Au pas de charge le Conseil fédéral a donc mis à disposition des acteurs du grand show autour de 209 milliards sous diverses formes. En moins de quatre jours. Un tour de passe-passe dont on a peine à prendre la pleine mesure. En solo. Se bornant à convoquer en toute hâte, un certain dimanche, les présidents des commissions parlementaires des finances pour arracher leur approbation à une partie des crédits. Les ordonnances d’urgence pleuvaient d’heure en heure pour suspendre maintes dispositions légales. A commencer par la loi sur les fusions qui exige l’approbation des actionnaires. On peut s’attendre à ce que nombre d’entre eux fassent recours (dans les deux mois) devant les tribunaux contre une décision qui les lèse. Autre point qui peut faire mal: l’action du CS est reprise, à bas prix, par l’UBS, en revanche les détenteurs d’obligations auprès de la banque sabordée les verront effacées sans compensation. Cela coûtera plusieurs centaines des millions aux investisseurs et notamment aux caisses de pension. Enfin la loi sur la concurrence qui vise à empêcher les positions fortement dominantes est mise aux oubliettes. La «Comco», l’organe compétent, ne s’est jamais illustrée par sa rigueur dans l’application de ses principes. Là, elle est mise durablement hors-jeu. De plus, toutes les mesures prises depuis des années pour éviter les entreprises de devenir «too big to fail» (trop grandes pour risquer la faillite) paraissent aujourd’hui hors de propos. Pire: ridiculisées.

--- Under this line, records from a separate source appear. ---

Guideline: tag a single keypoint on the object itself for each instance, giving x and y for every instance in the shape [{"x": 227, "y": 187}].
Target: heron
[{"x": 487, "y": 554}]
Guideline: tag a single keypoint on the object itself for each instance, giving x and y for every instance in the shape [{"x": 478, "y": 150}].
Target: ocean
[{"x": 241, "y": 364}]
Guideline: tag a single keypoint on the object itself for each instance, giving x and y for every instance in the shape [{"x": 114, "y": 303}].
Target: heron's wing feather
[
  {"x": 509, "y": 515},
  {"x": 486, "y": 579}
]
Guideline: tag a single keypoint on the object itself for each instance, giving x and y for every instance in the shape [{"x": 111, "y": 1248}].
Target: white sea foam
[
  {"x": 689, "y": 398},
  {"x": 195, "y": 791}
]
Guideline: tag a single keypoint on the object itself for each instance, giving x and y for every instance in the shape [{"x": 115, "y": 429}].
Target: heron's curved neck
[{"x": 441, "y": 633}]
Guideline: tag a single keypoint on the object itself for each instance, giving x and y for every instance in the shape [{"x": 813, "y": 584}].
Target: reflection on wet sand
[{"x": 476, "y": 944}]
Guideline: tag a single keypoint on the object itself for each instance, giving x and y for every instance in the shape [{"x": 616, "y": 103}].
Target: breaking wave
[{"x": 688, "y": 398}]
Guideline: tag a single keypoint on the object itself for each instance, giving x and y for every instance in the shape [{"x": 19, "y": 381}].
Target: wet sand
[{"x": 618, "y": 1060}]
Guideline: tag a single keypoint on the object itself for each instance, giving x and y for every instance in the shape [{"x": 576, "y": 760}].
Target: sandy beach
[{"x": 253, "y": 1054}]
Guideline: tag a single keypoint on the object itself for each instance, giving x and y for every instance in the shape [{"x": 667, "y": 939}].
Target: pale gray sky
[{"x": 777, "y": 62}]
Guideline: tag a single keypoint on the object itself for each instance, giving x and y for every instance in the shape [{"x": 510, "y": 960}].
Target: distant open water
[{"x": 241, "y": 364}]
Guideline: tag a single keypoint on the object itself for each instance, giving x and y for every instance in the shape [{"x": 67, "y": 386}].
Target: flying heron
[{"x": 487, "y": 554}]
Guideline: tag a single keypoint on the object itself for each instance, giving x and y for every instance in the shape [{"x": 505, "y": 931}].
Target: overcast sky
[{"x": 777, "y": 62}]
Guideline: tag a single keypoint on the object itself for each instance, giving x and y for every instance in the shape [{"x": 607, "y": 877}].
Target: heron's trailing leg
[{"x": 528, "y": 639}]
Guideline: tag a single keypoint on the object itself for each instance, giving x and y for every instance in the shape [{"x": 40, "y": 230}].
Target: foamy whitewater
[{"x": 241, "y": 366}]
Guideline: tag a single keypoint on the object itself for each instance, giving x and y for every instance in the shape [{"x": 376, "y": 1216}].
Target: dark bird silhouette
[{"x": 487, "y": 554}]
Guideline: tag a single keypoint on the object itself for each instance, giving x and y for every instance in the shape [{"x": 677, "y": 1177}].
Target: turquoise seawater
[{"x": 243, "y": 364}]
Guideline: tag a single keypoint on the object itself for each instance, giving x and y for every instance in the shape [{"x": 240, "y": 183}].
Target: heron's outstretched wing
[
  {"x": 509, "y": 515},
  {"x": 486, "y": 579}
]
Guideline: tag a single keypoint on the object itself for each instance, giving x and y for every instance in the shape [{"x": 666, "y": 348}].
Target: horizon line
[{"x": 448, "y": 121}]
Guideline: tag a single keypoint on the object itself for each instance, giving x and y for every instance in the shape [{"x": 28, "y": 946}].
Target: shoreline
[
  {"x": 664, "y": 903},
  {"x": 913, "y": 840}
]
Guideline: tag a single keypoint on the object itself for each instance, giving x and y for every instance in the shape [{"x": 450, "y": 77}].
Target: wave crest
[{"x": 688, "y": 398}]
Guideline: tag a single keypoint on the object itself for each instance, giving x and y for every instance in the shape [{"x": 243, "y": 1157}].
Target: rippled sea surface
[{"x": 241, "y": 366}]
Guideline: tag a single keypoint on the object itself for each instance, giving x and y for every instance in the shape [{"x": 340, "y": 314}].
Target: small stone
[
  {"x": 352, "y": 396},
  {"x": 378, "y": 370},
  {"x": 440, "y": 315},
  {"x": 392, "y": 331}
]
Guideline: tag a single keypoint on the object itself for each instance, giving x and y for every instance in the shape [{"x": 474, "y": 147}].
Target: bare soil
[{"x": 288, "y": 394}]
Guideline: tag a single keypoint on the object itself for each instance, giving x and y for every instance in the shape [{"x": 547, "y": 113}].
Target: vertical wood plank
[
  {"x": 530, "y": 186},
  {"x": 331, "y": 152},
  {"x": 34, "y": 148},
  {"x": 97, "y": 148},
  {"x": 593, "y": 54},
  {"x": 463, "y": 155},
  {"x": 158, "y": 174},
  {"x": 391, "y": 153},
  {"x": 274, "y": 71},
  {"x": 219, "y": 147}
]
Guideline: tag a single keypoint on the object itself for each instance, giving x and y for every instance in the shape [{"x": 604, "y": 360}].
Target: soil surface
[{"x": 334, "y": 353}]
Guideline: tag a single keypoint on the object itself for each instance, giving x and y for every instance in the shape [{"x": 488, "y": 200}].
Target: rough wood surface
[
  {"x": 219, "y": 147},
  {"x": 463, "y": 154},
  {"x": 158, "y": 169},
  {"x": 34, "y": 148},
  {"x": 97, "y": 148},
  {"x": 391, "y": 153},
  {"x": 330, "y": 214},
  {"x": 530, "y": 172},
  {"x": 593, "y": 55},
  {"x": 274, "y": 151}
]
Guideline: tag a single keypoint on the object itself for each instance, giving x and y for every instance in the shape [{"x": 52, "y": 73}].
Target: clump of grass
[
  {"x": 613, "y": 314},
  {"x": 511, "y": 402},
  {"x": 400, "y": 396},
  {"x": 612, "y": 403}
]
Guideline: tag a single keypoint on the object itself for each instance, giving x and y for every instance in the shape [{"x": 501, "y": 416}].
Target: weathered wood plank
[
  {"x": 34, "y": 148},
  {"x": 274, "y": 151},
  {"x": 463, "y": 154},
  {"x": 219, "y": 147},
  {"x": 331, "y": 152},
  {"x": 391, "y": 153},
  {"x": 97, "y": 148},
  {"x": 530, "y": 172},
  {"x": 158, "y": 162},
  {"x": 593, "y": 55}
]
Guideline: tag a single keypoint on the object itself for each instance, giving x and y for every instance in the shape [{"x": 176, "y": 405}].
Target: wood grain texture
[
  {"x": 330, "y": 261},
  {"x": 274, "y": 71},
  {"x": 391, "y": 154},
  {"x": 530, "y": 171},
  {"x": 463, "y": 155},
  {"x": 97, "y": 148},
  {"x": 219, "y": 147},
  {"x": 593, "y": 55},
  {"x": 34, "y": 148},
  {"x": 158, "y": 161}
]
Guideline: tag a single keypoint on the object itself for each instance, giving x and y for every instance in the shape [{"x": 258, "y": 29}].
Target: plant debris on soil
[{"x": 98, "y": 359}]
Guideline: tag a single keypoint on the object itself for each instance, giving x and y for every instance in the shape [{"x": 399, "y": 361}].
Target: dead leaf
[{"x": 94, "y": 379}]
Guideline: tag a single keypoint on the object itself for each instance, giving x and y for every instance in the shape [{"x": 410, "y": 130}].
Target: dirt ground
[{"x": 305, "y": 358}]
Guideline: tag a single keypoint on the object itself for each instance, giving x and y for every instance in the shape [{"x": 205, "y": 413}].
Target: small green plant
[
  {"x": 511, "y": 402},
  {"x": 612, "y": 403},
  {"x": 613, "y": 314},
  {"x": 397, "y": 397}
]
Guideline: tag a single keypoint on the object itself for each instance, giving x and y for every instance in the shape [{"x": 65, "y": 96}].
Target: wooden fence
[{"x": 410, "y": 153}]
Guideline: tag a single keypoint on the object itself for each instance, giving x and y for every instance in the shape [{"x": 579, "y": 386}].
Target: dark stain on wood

Juste trois chiffres pour se faire une idée du monstre que sept hommes et femmes ont décidé d’accoucher ce fameux dimanche. Le bilan du CS est de 531 milliards, celui de l’UBS de 1’007 milliards. Au total cela représentera le double du produit intérieur brut de la Suisse, qui est de 747 milliards. Deux fois la richesse globale de ce pays!
Les parlementaires ainsi tenus à l’écart sont pour la plupart mécontents. La droite et la gauche se sont entendues pour convoquer une séance extraordinaire à ce sujet. Cette assemblée ne pourra guère réécrire l’histoire. Mais elle demandera, espérons-le, des éclaircissements sur ce qui s’est réellement passé, sur les responsabilités, sur d’éventuelles sanctions. Piètre consolation, mais nécessaire exercice.
Les Suisses, même peu portés sur les débats juridiques, même non touchés personnellement, retiendront une leçon inquiétante. L’Etat de droit, c’est par beau temps. Quand l’orage menace, quand les pressions de l’extérieur se multiplient, on le débranche.